We have ways of celebrating the first of May in Berlin. It begins on the 30th April with Walpurgisnacht, (the night of the witches as depicted in Goethe’s Faust) when basically everyone gets dressed up to party. There was a choice of eighteen different concerts across the city with a range of types of music to suit almost every taste.
May Day is still referred to as ‘Workers Day’ and the tradition continues with trade union demonstrations across Germany. The main march here this morning - “Fair not precarious: work for Berlin!” - ending with a rally at the Brandenburg Gate, called for more work and better benefits, while revolutionary demonstrations and live music continued all day in the borough of Kreuzberg.
Perhaps the fact that in Britain we normally have to wait to celebrate until the following Monday has robbed the first of May of its historic significance.
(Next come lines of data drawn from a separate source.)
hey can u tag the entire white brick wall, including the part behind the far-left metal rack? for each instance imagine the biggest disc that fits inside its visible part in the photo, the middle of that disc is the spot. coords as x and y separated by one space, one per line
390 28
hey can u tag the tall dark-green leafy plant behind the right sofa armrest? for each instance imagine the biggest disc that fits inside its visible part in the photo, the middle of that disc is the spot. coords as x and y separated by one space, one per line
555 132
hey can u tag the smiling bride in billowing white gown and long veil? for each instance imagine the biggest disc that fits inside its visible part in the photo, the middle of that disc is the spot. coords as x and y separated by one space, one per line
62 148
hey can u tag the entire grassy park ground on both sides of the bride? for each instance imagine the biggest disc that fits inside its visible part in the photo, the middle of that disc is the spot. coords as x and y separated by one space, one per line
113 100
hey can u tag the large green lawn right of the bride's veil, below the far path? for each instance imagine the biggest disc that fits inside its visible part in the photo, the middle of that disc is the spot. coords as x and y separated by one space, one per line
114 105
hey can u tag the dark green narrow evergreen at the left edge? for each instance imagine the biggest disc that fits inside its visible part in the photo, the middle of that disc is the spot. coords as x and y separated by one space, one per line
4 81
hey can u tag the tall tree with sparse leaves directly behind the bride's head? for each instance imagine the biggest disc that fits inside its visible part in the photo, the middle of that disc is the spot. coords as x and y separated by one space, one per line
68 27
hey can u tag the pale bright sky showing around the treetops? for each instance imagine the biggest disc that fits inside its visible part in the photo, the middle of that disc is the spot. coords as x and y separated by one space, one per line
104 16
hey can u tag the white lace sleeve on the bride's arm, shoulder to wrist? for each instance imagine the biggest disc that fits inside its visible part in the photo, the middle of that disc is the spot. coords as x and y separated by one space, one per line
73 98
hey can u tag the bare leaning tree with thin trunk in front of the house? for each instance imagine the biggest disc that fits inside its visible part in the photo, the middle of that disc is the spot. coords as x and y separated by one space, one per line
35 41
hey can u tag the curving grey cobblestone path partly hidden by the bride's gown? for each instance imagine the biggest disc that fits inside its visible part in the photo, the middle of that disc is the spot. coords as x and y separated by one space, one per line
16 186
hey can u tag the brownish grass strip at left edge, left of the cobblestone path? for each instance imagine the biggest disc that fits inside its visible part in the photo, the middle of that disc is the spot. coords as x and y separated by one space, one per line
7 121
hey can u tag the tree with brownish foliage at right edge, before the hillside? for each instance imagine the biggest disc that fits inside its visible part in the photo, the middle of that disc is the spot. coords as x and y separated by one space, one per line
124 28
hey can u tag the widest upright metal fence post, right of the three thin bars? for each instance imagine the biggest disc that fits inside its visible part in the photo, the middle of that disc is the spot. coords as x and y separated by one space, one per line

But near Rostock in the north of Germany, anti-G8 protestors are taking the opportunity for a ‘dry run’ of their blockade of the 12 kilometre barbed wire fence - which has already been erected around the G8 summit location of Heiligendamm. More than a month before the summit is due to take place, hundreds of women and men are camping near the only entrance, dubbed the new Checkpoint Charlie, and have undergone ‘blockade training.’
According to Der Spiegel this week, both civil society and security forces in Germany have been gearing up to Heiligendamm for 2 years, since Gleneagles. The G8 NGO Platform is predicting 100,000 protesters from around the world. Meanwhile a total of 16,000 police are mobilised to secure the fence and another 11,000 military to patrol the coastal security cordon. Given the official cost of the 3 day summit (100 million euros) and six months’ disruption to local life, the inhabitants of Rostock, which is one of the poorest areas in Germany with a rate of high unemployment, are not surprisingly quite sympathetic to the protestors’ cause.